Bisnis.com, JAKARTA - Belakangan, banyak muncul kasus penerbangan mengalami turbulensi yang cukup parah.
Statistik cedera akibat turbulensi pesawatpun menunjukkan kenaikan. Di Amerika Serikat saja, 207 orang mengalami cedera parah akibat turbulensi pesawat sejak 2009.
Badan Keselamatan Transportasi Nasional telah mengonfirmasi angka tersebut.
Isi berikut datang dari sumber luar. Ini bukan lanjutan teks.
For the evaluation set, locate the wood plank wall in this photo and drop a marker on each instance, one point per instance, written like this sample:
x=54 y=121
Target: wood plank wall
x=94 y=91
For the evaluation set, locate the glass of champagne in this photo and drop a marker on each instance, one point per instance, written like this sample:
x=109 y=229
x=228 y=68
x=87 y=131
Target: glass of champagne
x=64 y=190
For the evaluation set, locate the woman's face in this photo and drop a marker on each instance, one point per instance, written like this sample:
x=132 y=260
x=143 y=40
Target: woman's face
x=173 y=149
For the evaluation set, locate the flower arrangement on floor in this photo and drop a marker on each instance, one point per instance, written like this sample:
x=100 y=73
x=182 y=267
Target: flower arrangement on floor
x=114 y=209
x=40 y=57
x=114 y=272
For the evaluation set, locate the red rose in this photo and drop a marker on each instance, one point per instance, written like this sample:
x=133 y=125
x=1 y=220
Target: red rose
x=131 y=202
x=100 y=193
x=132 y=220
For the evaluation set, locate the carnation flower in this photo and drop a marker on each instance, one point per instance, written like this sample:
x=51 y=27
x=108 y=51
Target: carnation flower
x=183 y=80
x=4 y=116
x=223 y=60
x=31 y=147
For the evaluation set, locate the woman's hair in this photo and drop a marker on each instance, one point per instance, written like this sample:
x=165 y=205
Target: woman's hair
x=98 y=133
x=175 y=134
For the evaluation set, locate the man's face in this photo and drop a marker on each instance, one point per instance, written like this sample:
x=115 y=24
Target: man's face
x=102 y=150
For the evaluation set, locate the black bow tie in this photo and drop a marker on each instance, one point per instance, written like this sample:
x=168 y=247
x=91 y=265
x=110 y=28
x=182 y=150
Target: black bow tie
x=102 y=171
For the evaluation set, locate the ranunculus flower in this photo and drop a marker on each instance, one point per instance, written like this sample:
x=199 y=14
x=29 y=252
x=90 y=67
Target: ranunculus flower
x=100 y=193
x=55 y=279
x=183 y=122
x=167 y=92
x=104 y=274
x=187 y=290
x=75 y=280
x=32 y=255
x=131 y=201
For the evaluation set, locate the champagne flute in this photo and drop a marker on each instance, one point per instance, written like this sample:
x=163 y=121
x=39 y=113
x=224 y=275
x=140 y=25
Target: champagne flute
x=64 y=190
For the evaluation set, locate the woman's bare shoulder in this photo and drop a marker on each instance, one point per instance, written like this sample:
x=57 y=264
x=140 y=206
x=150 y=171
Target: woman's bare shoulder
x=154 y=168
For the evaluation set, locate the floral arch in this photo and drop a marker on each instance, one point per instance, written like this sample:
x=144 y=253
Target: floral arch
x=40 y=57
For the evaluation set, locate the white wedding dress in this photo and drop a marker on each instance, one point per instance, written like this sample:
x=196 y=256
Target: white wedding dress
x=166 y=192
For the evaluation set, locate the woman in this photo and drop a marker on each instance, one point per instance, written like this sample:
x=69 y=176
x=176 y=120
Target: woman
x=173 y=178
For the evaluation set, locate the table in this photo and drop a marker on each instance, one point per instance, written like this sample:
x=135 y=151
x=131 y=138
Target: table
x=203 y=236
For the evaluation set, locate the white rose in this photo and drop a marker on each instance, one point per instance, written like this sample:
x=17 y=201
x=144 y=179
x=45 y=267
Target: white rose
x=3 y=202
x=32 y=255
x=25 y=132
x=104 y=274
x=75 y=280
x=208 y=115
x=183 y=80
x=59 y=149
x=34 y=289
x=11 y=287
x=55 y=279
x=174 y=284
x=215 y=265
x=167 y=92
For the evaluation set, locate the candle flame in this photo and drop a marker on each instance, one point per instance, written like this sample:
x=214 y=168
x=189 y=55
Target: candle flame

Yang paling rentan cedera akibat turbulensi adalah awak kabin, dan angka-angka tersebut mengonfirmasi hal tersebut, karena dari mereka yang terluka, 166 orang adalah staf maskapai.
Profesor Paul Williams, ilmuwan atmosfer di University of Reading memperkirakan jumlah turbulensi parah di seluruh dunia akan berlipat ganda atau tiga kali lipat dalam beberapa dekade mendatang.
"Untuk setiap 10 menit turbulensi parah yang dialami saat ini, jumlahnya bisa meningkat menjadi 20 atau 30 menit," kata Williams dilansir dari Mint dan BBC.
Pernyataan tersebut menimbulkan pertanyaan apakah turbulensi yang lebih parah akan membuatnya lebih berbahaya bagi pesawat dan penumpangnya.
Perkiraan menunjukkan bahwa terdapat sekitar 5.000 insiden turbulensi parah atau lebih besar setiap tahun, dari total lebih dari 35 juta penerbangan yang kini lepas landas secara global, catat BBC.
Organisasi Penerbangan Sipil Internasional (ICAO) menyatakan bahwa pada tahun 2023, 40 persen dari semua cedera parah yang dialami penumpang saat terbang disebabkan oleh turbulensi.
Sejak sekitar tahun 1985, turbulensi parah telah meningkat sebesar 55 persen di Atlantik Utara pada rute antara Inggris dan AS, Kanada, dan Karibia.
Perubahan iklim akan meningkatkan turbulensi parah di banyak area lain, menurut para ilmuwan yang mempelajari fenomena tersebut.
“Perubahan iklim memanaskan udara di selatan aliran jet lebih banyak daripada udara di utara, sehingga perbedaan suhu menjadi lebih kuat,” jelas Prof. Williams. “Yang pada gilirannya mendorong aliran jet yang lebih kuat.”
Federal Aviation Administration (FAA) merilis pernyataan yang menjelaskan bahwa turbulensi adalah pergerakan udara yang normal dan sering terjadi yang dapat memengaruhi pesawat. Turbulensi sering terjadi secara tak terduga dan tanpa peringatan, dan disebabkan oleh tekanan atmosfer, aliran jet, front cuaca dingin atau hangat, dan badai petir. Turbulensi bahkan dapat terjadi ketika langit terlihat cerah.
Namun, jenis pergerakan angin ini semakin sering terjadi. American Geophysical Union (AGU) pada tahun 2023 menerbitkan sebuah laporan yang menyatakan bahwa langit saat ini 55 persen lebih bergelombang dibandingkan 40 tahun yang lalu.
“Peningkatan turbulensi konsisten dengan dampak perubahan iklim, menurut penelitian sebelumnya,” kata AGU dalam laporan terpisah.
"Udara yang lebih hangat akibat emisi karbon dioksida meningkatkan geseran angin dalam aliran jet, yang memperkuat turbulensi udara bersih di Atlantik Utara dan secara global."
Namun, kesimpulannya adalah bahwa turbulensi yang lebih besar dan lebih intens sebenarnya tidak akan lebih berbahaya atau menjadi penyebab lebih banyak cedera penumpang.